Si la réponse est non, il reste encore du travail. Et ce n’est pas qu’une simple question de compétence, mais bien de rigueur dans le processus.
Ce que ça change côté pilotage de projet
Pour un PMO, l’arrivée des agents IA transforme concrètement l’organisation des équipes et la manière de piloter les projets.
La revue de code doit changer de nature
Quand le volume de code généré augmente fortement, la review humaine ne peut plus suivre ligne par ligne. Il faut repenser ce qu’on attend d’une code review : moins de vérification syntaxique, plus d’analyse d’impact.
- Est-ce que ce changement modifie un comportement critique ?
- Est-ce qu’il touche à de l’infrastructure partagée ?
- Est-ce qu’il introduit des side effects non couverts par les tests ?
Les déploiements doivent devenir progressifs par défaut
Le déploiement en big bang a toujours été risqué, mais il devient franchement dangereux quand le rythme de production s’accélère grâce à l’IA. Chaque changement devrait transiter par un pipeline de déploiement progressif : canary release, feature flags, rollback automatique… Si un déploiement dégrade les métriques, il s’arrête et se rétracte sans intervention humaine.
C’est un investissement en infrastructure, mais c’est la condition pour que la vélocité offerte par les agents IA reste un avantage et ne devienne pas un facteur de risque.
Les best practices doivent être exécutables et non pas documentées
Un point qui me parle particulièrement en tant que PMO, ce sont les procédures qui vivent uniquement dans une page Notion ou un wiki interne ne suffisent plus.

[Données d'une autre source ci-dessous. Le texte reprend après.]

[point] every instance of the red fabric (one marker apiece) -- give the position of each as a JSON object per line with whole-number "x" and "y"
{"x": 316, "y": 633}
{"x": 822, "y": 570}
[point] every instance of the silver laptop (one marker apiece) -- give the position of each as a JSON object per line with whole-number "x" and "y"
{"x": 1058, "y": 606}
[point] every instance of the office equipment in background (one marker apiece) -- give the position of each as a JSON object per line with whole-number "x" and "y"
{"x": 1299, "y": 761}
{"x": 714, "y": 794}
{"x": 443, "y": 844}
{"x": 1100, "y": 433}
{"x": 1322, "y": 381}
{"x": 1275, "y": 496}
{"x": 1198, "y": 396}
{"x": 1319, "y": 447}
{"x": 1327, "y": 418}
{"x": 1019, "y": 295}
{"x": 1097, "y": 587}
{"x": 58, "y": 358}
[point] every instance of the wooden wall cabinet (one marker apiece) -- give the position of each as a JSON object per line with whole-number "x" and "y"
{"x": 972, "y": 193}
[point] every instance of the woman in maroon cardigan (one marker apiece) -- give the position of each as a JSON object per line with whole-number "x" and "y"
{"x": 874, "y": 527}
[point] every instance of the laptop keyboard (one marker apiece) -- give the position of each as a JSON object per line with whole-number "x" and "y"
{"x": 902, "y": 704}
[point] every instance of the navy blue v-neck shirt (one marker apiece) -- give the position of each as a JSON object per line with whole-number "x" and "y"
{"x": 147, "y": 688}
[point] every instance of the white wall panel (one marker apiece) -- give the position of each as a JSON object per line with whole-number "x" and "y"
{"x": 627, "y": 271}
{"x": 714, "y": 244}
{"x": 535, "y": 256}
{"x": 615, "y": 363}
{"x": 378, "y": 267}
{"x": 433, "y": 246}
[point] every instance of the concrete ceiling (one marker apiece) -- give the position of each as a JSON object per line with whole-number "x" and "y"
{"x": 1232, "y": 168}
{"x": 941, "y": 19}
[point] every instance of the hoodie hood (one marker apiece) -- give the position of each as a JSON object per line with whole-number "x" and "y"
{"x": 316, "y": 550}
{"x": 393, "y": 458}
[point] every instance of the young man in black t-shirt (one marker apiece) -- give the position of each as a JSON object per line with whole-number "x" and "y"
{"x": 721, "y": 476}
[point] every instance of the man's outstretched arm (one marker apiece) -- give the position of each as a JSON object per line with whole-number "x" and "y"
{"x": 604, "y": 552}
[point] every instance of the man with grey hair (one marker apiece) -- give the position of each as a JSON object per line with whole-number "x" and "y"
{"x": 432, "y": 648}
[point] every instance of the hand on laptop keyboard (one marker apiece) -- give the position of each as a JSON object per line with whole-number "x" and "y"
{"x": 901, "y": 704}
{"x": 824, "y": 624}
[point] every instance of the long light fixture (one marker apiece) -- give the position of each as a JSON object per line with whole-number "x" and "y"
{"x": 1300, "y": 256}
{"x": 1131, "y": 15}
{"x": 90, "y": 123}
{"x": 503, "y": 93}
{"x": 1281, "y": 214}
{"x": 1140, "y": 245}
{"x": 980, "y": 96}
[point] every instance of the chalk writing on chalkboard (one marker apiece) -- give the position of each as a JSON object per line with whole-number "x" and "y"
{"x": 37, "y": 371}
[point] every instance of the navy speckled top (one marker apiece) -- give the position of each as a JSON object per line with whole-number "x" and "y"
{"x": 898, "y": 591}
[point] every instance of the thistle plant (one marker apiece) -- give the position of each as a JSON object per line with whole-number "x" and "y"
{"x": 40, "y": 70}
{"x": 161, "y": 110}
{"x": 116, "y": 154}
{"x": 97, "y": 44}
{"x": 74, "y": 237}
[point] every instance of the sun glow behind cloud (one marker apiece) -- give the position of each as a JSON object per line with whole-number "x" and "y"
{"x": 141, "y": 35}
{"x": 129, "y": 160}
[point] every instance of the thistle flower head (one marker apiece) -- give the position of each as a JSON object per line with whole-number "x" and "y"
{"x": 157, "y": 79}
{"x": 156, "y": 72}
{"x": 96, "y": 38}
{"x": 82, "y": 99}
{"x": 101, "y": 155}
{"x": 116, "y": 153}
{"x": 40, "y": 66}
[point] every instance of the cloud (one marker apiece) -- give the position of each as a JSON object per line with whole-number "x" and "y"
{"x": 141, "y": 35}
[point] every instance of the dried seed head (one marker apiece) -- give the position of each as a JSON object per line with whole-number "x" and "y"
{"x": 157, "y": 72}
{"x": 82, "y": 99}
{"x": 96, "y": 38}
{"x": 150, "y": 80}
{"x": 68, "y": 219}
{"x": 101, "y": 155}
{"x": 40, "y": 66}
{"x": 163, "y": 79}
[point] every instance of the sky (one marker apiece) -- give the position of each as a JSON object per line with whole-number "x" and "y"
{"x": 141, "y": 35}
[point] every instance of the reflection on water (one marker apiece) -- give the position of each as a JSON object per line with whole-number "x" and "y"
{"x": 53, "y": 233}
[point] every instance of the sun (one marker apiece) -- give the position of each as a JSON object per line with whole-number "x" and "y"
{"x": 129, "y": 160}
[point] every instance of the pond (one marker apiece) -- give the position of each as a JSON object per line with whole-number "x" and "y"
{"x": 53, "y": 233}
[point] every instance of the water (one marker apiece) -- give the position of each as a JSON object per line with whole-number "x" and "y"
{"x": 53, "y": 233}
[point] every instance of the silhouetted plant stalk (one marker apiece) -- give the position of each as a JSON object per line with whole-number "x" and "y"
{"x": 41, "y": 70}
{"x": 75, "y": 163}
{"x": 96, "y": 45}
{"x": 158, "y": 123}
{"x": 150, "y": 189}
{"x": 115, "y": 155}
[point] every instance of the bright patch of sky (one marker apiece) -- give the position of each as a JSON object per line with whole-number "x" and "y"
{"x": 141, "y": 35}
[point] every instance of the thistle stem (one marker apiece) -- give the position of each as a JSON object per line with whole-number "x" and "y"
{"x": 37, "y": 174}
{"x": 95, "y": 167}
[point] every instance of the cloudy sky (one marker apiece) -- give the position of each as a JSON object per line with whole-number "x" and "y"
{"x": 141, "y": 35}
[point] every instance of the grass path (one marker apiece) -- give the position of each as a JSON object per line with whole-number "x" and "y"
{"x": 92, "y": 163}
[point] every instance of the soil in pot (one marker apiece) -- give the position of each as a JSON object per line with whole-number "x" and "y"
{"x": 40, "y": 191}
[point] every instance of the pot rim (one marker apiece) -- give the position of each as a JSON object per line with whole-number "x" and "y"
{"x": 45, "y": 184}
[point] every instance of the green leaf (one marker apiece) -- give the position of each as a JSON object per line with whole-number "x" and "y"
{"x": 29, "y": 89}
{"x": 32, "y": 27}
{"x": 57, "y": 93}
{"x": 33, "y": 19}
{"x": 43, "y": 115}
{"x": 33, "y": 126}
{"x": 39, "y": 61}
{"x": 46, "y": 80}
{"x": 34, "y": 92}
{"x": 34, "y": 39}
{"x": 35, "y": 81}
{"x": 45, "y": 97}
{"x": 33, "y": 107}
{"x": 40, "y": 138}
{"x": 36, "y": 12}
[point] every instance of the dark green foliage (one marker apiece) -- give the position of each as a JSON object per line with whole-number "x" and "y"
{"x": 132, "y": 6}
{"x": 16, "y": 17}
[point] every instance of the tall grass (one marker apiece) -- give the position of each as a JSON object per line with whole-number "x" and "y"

Quand le rythme s’accélère, personne n’a le temps de relire une documentation avant chaque déploiement.
La bonne approche, c’est d’encoder ces pratiques sous forme d’outils exécutables. On en parle plus précisément dans l’article : Vibe coding, specs, skills, agents : arrêtez de prompter à l’aveugle, structurez votre IA. Un plan de rollout ne devrait pas être un document à suivre manuellement, mais il devrait être un script qui configure les feature flags, définit les conditions de rollback et spécifie les métriques de validation. Les guardrails les plus efficaces sont ceux que les agents (et les humains) suivent automatiquement, sans effort de mémorisation.
C’est exactement la logique que l’on retrouve dans certaines briques de plateforme, comme les annotations readonly ou destructive de l’Abilities API WordPress, qui rendent explicite le niveau de risque d’une action et permettent d’encadrer nativement le comportement des agents.
L’enjeu n’est pas de freiner l’IA, mais de structurer son intégration
Il ne s’agit pas de diaboliser les agents IA ou de ralentir les équipes. Les gains de productivité sont tangibles, et les modèles ne vont faire que s’améliorer. Les diffs vont grossir, le code généré sera de plus en plus convaincant, et la tentation de merger sans vérification approfondie ne fera qu’augmenter.
L’enjeu pour les équipes techniques et les PMO est de construire un environnement où la rapidité reste sûre par conception. Non parce que chaque développeur serait irréprochable, mais parce que l’infrastructure limite les risques et applique les bonnes pratiques par défaut.
C’est exactement la philosophie qu’on défend chez WexIT dans nos projets d’architecture et de modernisation IT : des systèmes headless, maîtrisés, dans lesquels la qualité n’est pas un effort supplémentaire mais une propriété du système.
Trois questions à se poser avant chaque mise en production
Pour conclure, voici le filtre que j’utilise (et que je recommande à nos clients) avant chaque livraison impliquant du code assisté par IA :
1. Qu’est-ce que ce code fait exactement, et comment se comporte-t-il une fois déployé ?
2. Quels sont les scénarios dans lesquels ce changement peut impacter négativement la production ou les utilisateurs ?
3. Est-ce que je suis à l’aise pour assumer un incident lié à cette PR ?
Si vous répondez oui aux trois, vous exploitez l’IA de manière responsable. Si ce n’est pas le cas, il reste du travail et cela est parfaitement normal.